Re: More clues on indexing problem

From: H Vernon Leighton <vleighto(at)not-real.Princeton.EDU>
Date: Tue Sep 24 2002 - 12:22:56 GMT
Dear Swish-e list,

  Well, I apologize if I have made blanket statements that prove not to be
correct in all cases. We are still having a problem, but it is, of course,
not as simple as I would like to believe. 

  I had been slipping the word "testword" in and out of large, complicated
pages that were already on our site. So in my previous email, I gave the
example of simple1.html, etc., but I had not created the simplest case of
very small pages. I was only using those names to make my description
clear. 

So in order to generate the output to demonstrate to Bill just what the
output was, I created three sample files for real, and put the word
"testword" in them. When I tried to run my "noindex" test on that small
group, the indexer behaved itself. If sample2.html had the "noindex" tag,
both 1 and 3 would be returned. That output is the first group listed
below. So Swish-e does work as advertised under some circumstances. 

So I went back, and reinserted "testword" into some of the production
pages, and the weird, erroneous phenomenon came back. Because of that, I
have created a second batch of output, which lists what happens when the
"noindex" is in one of the serious pages on the site. Perhaps the header
include or the javascript is creating some of the problem?
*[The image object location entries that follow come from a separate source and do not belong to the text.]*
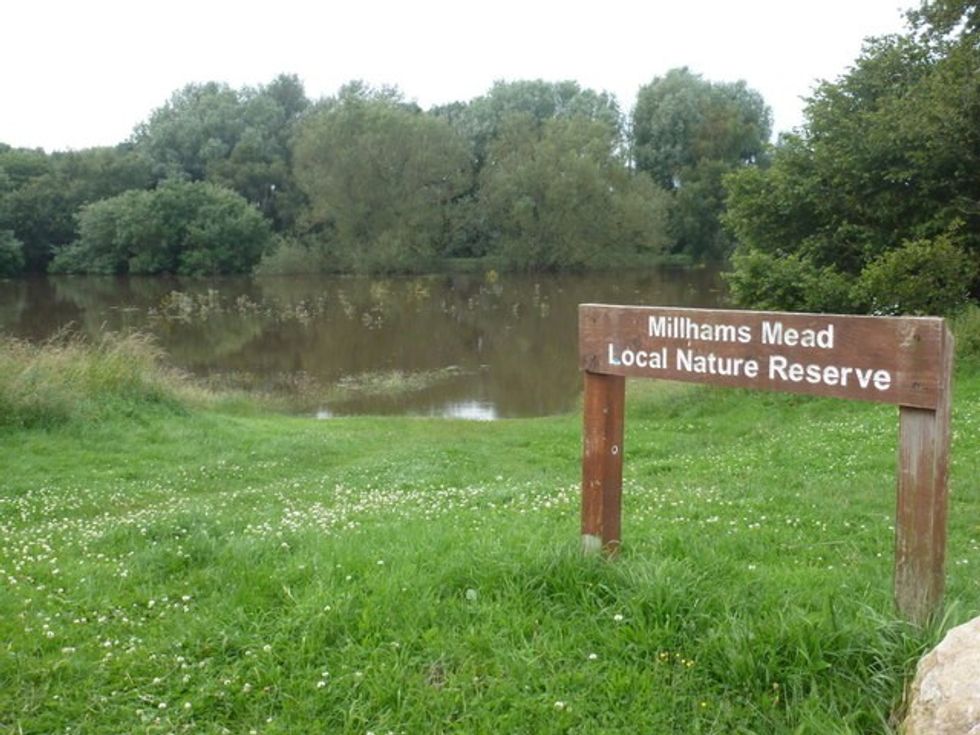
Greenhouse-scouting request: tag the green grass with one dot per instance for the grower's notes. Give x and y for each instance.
(173, 569)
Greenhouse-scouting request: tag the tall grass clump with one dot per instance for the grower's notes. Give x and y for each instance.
(68, 378)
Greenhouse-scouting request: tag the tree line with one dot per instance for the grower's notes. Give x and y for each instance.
(532, 175)
(873, 205)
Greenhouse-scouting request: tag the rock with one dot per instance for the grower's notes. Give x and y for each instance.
(945, 694)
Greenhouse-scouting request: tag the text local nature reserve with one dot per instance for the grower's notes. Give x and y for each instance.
(775, 367)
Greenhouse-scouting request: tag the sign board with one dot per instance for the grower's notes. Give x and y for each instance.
(899, 360)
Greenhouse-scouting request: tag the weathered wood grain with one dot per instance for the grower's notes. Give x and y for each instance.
(920, 519)
(602, 461)
(907, 348)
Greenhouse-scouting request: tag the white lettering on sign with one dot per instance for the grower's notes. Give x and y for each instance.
(774, 368)
(710, 364)
(795, 372)
(774, 333)
(677, 327)
(654, 359)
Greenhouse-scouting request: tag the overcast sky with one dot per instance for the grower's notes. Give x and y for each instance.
(84, 73)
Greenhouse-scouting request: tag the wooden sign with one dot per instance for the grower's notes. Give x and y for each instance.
(900, 360)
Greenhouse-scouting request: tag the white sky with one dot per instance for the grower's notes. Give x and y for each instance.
(80, 73)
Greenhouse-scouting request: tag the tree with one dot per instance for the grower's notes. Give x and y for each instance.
(888, 161)
(236, 138)
(11, 254)
(189, 228)
(480, 120)
(557, 195)
(688, 133)
(40, 194)
(379, 175)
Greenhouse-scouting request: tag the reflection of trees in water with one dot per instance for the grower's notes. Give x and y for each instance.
(508, 340)
(13, 304)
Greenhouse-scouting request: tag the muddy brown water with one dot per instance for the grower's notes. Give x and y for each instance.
(479, 346)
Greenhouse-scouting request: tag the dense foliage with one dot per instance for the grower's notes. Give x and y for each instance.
(379, 176)
(875, 204)
(532, 175)
(687, 134)
(557, 195)
(190, 228)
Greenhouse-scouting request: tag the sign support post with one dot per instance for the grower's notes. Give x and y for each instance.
(905, 361)
(920, 517)
(602, 461)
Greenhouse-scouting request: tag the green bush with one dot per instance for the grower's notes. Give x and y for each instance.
(966, 330)
(791, 282)
(181, 227)
(921, 277)
(11, 254)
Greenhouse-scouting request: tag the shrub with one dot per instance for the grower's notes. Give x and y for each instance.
(791, 282)
(190, 228)
(11, 254)
(921, 277)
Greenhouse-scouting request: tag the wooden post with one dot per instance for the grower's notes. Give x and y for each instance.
(920, 518)
(602, 461)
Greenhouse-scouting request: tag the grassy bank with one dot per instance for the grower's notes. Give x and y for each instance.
(166, 567)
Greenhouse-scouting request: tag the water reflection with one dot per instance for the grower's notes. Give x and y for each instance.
(473, 346)
(469, 410)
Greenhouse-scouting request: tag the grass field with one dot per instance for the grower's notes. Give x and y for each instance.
(166, 568)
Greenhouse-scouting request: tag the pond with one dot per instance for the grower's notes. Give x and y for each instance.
(477, 346)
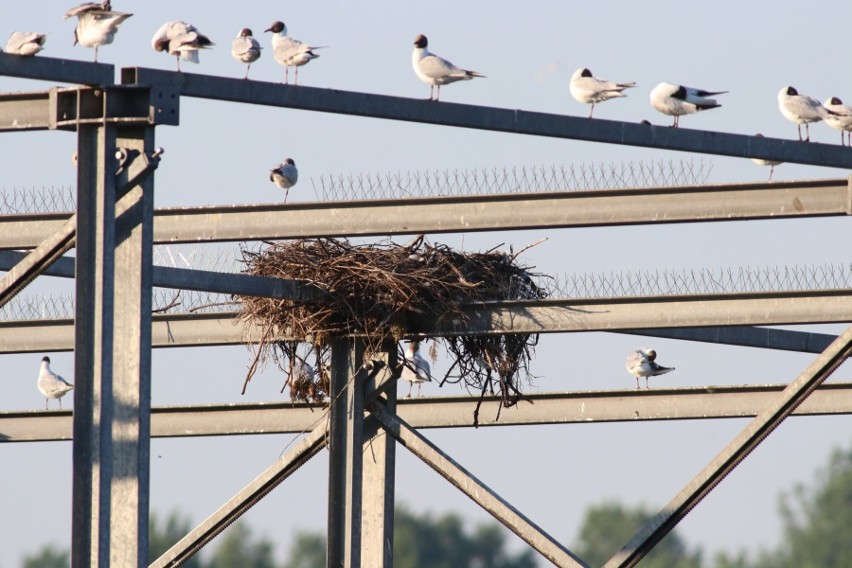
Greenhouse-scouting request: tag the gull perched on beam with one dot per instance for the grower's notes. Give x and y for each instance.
(245, 48)
(839, 117)
(97, 24)
(51, 385)
(435, 70)
(416, 369)
(285, 175)
(25, 43)
(800, 109)
(586, 88)
(290, 52)
(677, 100)
(181, 40)
(640, 363)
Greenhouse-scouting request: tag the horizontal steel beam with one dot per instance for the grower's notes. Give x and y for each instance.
(519, 211)
(487, 118)
(747, 336)
(544, 316)
(56, 70)
(455, 412)
(191, 279)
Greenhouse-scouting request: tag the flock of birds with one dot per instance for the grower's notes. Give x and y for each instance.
(97, 24)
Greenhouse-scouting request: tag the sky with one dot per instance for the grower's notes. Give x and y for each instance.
(221, 154)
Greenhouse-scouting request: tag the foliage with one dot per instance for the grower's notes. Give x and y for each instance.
(609, 526)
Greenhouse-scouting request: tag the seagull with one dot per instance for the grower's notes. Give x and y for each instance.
(50, 384)
(586, 88)
(839, 117)
(25, 43)
(416, 369)
(800, 109)
(97, 24)
(285, 175)
(181, 40)
(290, 52)
(435, 70)
(245, 48)
(762, 162)
(641, 363)
(676, 100)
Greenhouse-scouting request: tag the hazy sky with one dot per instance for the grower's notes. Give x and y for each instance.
(222, 152)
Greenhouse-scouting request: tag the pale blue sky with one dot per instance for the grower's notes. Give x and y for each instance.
(222, 152)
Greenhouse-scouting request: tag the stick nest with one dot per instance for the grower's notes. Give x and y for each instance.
(381, 292)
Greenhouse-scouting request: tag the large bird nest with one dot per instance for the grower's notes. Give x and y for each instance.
(385, 291)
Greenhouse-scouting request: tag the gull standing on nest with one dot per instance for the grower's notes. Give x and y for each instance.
(416, 369)
(51, 385)
(435, 70)
(641, 363)
(97, 24)
(285, 175)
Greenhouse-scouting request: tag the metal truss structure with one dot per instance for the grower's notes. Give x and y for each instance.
(115, 227)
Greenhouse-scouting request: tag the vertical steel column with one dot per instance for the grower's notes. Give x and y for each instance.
(346, 438)
(112, 349)
(379, 463)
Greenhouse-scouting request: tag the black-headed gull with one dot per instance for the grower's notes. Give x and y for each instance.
(245, 48)
(97, 24)
(677, 100)
(800, 109)
(416, 369)
(290, 52)
(762, 162)
(640, 363)
(434, 70)
(589, 89)
(25, 43)
(839, 117)
(285, 175)
(181, 40)
(51, 385)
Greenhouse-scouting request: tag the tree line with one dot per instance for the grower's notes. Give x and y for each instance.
(816, 525)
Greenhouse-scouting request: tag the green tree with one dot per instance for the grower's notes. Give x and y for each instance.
(308, 551)
(239, 548)
(48, 557)
(423, 541)
(817, 521)
(609, 526)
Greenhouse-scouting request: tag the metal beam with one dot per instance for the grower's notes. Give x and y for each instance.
(478, 492)
(731, 456)
(190, 279)
(545, 316)
(488, 118)
(584, 407)
(270, 478)
(517, 211)
(747, 336)
(346, 442)
(56, 70)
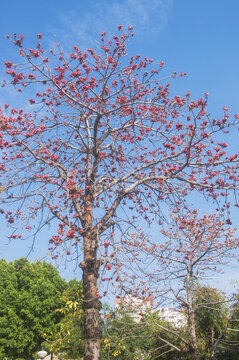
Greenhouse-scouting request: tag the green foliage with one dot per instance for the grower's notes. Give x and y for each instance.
(69, 337)
(126, 339)
(29, 296)
(211, 317)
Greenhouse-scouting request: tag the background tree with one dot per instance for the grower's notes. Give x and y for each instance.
(29, 296)
(69, 336)
(192, 248)
(104, 138)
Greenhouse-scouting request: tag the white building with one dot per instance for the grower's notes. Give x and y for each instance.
(175, 317)
(136, 307)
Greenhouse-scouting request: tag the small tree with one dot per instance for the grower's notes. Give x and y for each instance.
(192, 248)
(103, 139)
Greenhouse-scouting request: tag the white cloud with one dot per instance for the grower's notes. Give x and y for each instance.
(146, 16)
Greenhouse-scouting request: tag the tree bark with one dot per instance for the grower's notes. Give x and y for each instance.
(91, 302)
(193, 347)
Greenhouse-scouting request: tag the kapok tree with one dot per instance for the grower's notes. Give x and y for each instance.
(103, 138)
(191, 249)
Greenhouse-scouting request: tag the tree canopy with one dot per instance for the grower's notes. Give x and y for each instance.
(105, 145)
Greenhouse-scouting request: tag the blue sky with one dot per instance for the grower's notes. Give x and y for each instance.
(197, 37)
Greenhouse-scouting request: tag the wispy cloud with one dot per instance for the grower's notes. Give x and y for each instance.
(146, 16)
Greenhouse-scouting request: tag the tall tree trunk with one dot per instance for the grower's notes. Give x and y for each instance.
(191, 320)
(91, 302)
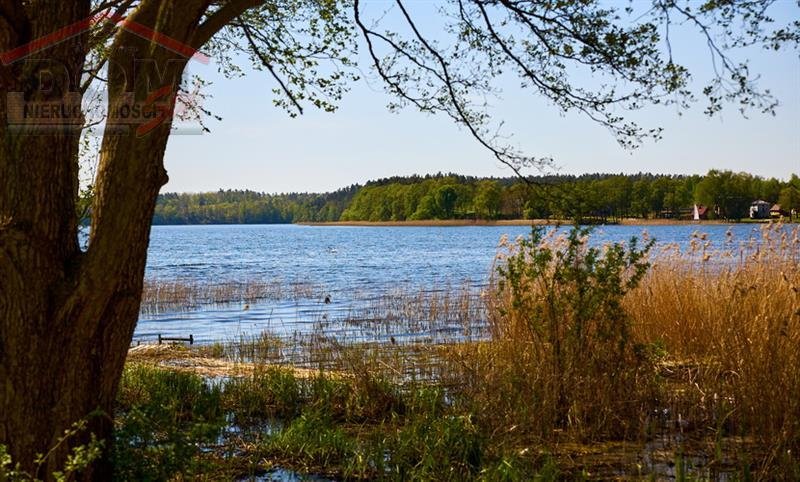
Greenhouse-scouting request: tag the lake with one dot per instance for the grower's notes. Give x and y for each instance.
(367, 272)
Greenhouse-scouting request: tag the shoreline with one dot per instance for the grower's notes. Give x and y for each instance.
(520, 222)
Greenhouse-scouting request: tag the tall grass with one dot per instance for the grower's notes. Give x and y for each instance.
(589, 362)
(730, 320)
(595, 344)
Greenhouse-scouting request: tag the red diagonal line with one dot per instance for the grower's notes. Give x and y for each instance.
(159, 38)
(42, 43)
(82, 26)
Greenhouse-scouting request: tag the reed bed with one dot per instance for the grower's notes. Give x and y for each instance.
(575, 362)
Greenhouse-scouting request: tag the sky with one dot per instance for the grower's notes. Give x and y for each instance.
(259, 147)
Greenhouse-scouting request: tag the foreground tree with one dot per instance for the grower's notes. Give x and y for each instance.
(67, 314)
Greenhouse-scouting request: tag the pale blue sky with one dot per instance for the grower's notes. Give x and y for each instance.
(259, 147)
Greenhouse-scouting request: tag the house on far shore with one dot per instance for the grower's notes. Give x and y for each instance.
(776, 212)
(759, 210)
(700, 212)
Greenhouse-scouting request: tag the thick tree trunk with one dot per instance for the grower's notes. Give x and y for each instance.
(66, 316)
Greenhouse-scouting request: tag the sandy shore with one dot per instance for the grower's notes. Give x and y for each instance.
(511, 222)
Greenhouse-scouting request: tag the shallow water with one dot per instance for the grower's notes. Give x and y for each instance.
(355, 266)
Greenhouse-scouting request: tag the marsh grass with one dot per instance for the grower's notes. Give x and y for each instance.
(590, 364)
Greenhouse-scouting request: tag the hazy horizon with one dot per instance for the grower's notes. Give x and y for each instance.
(258, 147)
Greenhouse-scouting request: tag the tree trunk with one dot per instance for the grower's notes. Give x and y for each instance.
(66, 316)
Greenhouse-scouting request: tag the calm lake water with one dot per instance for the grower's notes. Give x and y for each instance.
(364, 270)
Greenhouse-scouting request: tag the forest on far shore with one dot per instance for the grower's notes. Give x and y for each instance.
(600, 197)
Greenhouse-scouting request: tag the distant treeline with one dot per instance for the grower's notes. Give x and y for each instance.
(605, 197)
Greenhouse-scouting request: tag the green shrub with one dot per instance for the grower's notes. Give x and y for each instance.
(165, 418)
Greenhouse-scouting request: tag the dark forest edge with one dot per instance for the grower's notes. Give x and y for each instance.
(605, 198)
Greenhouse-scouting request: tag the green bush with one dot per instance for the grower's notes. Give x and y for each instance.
(164, 419)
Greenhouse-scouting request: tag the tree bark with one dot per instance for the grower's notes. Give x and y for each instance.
(66, 316)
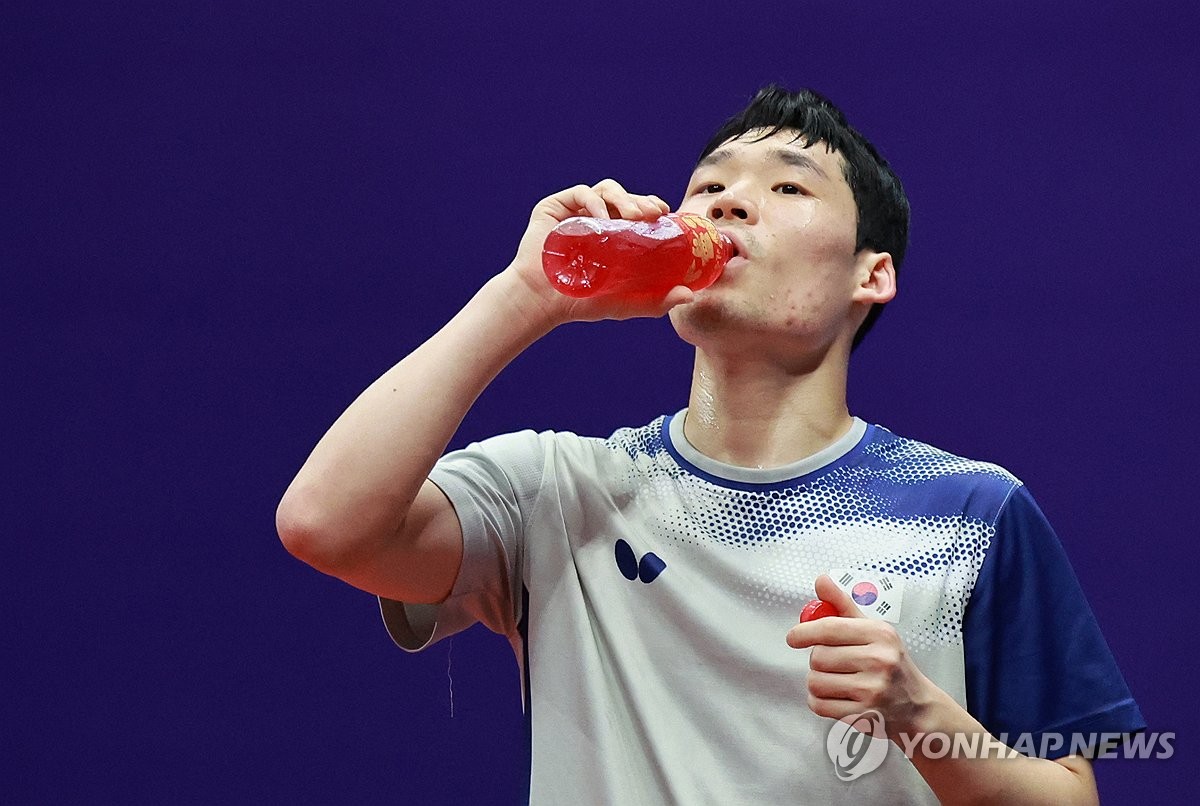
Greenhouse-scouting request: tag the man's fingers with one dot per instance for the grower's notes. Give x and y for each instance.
(832, 631)
(605, 199)
(838, 660)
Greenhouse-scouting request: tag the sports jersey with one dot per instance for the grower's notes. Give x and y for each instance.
(647, 590)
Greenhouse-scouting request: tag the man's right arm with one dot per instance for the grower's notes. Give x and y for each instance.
(361, 507)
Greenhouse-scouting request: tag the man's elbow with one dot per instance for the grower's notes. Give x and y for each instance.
(310, 535)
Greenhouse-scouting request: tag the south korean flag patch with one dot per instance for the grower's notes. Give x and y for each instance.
(877, 596)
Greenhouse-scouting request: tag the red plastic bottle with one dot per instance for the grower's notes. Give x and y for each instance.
(816, 609)
(593, 257)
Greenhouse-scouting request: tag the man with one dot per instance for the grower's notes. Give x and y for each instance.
(649, 582)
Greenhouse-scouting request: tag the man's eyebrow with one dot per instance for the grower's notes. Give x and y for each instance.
(787, 156)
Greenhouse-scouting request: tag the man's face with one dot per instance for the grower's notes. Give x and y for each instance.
(792, 217)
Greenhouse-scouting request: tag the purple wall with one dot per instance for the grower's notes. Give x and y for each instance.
(221, 224)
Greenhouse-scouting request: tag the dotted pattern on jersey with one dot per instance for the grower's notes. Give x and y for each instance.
(852, 516)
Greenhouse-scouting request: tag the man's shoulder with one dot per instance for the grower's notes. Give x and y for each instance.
(911, 463)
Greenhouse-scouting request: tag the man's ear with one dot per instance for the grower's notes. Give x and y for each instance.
(876, 277)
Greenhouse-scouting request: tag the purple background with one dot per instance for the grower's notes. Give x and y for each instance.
(221, 221)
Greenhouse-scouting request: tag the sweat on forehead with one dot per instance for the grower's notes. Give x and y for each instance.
(786, 155)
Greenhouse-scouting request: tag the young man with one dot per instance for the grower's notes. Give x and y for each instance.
(649, 582)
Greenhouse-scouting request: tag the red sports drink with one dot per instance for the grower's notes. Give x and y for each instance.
(592, 257)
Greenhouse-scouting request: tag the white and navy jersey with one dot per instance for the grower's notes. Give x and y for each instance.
(647, 591)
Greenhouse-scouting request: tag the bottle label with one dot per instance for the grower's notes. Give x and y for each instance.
(702, 238)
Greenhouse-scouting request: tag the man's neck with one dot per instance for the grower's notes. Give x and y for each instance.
(754, 414)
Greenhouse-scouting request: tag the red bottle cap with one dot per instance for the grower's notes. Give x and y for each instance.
(816, 609)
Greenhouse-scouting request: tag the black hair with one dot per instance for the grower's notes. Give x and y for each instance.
(879, 197)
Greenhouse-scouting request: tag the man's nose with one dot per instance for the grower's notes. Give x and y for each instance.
(733, 206)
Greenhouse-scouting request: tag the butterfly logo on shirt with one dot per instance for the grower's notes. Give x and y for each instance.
(646, 569)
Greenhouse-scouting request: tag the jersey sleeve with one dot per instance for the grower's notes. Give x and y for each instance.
(491, 486)
(1036, 661)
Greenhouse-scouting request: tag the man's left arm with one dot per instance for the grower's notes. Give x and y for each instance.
(859, 663)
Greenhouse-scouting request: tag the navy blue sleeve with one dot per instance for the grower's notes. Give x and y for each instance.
(1036, 661)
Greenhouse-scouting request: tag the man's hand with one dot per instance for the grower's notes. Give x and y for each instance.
(605, 199)
(859, 663)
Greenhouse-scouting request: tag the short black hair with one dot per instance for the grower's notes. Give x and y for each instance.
(879, 197)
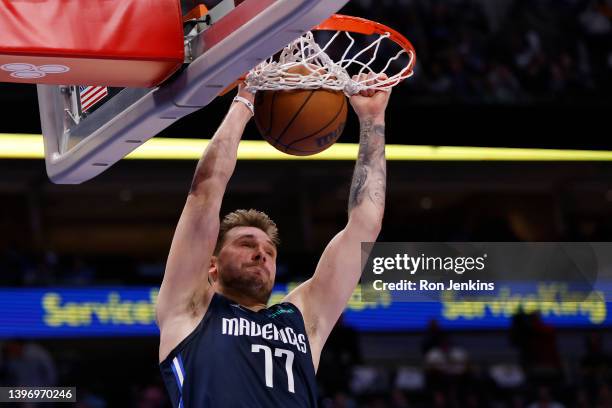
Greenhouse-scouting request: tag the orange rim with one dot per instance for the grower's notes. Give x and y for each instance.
(340, 22)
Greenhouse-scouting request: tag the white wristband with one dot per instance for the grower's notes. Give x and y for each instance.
(246, 102)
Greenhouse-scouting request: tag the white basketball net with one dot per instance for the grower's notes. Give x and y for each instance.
(322, 71)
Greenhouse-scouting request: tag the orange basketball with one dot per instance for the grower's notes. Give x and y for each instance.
(301, 122)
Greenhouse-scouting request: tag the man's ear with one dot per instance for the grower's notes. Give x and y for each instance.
(213, 272)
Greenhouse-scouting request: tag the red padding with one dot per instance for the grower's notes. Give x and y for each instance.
(127, 43)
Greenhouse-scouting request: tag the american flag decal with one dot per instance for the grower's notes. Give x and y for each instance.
(90, 95)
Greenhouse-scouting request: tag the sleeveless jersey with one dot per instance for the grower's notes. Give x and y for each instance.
(238, 358)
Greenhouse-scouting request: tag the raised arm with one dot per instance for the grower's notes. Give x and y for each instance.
(323, 297)
(185, 292)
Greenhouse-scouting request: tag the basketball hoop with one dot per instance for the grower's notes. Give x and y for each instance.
(324, 69)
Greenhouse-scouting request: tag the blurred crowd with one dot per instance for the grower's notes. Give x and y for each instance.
(503, 51)
(447, 375)
(451, 375)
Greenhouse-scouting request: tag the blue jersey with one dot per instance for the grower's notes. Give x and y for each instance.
(239, 358)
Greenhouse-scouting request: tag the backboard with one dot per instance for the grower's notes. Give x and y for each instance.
(233, 38)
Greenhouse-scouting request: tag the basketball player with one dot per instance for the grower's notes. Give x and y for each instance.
(220, 346)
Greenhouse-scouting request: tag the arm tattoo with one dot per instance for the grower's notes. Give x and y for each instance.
(369, 178)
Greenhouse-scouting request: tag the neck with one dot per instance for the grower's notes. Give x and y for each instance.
(241, 299)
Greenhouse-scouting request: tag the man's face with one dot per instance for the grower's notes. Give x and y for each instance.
(247, 263)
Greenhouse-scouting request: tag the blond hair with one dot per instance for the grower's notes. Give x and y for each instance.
(247, 218)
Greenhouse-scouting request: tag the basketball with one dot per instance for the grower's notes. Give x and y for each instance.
(301, 122)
####  First batch: testword just in sample pages. a00002.html does not have
the word "testword".

##Copy of files:

<html>
<head>
<title>sample</title>
</head>
<body>
testword
</body>
</html>

##For sample2.html, I inserted:

<meta name="robots" content="noindex">

##Part of output from indexing:

bash-2.03$ swish-e -c swish_test.conf -f swish_test.index 
Indexing Data Source: "File-System"
Indexing "/usr/local/apache/htdocs/data"

In dir "/usr/local/apache/htdocs/data/a00002":
  sample1.html - Using HTML2 parser -  (2 words)
  a00002.html - Using HTML2 parser -  (Skipped due to Robots Excluion Rule
in meta tag)
  sample2.html - Using HTML2 parser -  (Skipped due to Robots Excluion Rule
in meta tag)
  sample3.html - Using HTML2 parser -  (2 words)

Removing very common words...
no words removed.
Writing main index...
Sorting words ...
Sorting 1850 words alphabetically
Writing header ...
Writing index entries ...
  Writing word text: Complete
  Writing word hash: Complete
  Writing word data: Complete
1850 unique words indexed.
5 properties sorted.						  
40 files indexed.  11755964 total bytes.  13400 total words.
Elapsed time: 00:00:01 CPU time: 00:00:01
Indexing done!
bash-2.03$ 

## Here is the search and response:

bash-2.03$ swish-e -w testword -f swish_test.index 
# SWISH format: 2.2
# Search words: testword
# Number of hits: 2
# Search time: 0.001 seconds
# Run time: 0.112 seconds
200 /data/a00002/sample3.html "sample" 76
200 /data/a00002/sample1.html "sample" 76
.

##Comment: As you can see, this works correctly.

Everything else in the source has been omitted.